Ask yourself why the US would want to use torture on a handful of al-Qaeda? Because it often works, or it works often enough to make it potentially useful.

And by parity of reasoning it doesn't work often enough to make it misleading.

There is absolutely no evidence that torture 'works,' and plenty of
evidence from people who actually study torture that it doesn't. And to
use torture on 'a handful of al Qaeda,' you'd have to determine that
they were al-Qaeda (which in some cases one could only try to learn
through torture). How many is 'a handful'? It hardly matters: the
Administration would like the right to seize anyone, hold them in
secret, possibly Learjet them to Egypt, etc., if it believes that
they're a menace. It could happen to you. But when it comes to knowing
how many people have been spirited off and/or tortured there are no
records.

There wouldn't have been a push to expand harsh interrogation techniques if they weren't useful. Why take the Propaganda War hit for torture if it doesn't work?

Why would the US want to use (come on, Eric!) 'harsh interrogation techniques'? Well, why would it want to use them in secret, deny it use them, and farm them out to such despotic allies as Uzbekistan?
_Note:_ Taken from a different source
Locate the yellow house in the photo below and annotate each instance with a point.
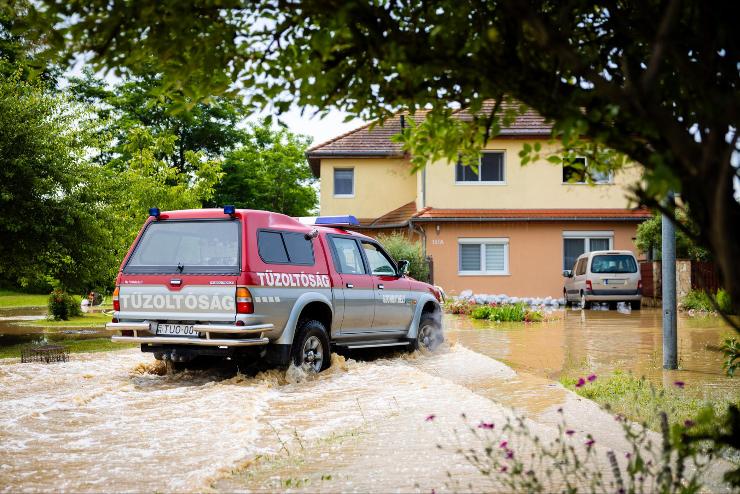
(508, 229)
The Administration denies it tortures anyone yet wants the authority to do it—? I mean, we don't do it, so why should we take any propaganda hits? In any event, our torture is mostly done for us by our thuggish allies in faraway countries of which we know nothing. Why use it if it doesn't work? Because torturers have big egos and seldom, I'm sure, report their failures.

Your statement that, "The US now has several thousand CIA and military persons who have learned how to torture" is factually untrue. Only a small number of people are certified for harsh interrogation techniques. The rest, if caught, get the slammer.

Yes, we've seen that in the case of Abu Ghraib and, reportedly, Guantanamo. Has anybody above the rank of sergeant even been brought to trial? The slammer? Private English, right. General ----- ? That's what I thought. In the case of secret renditions we know nothing.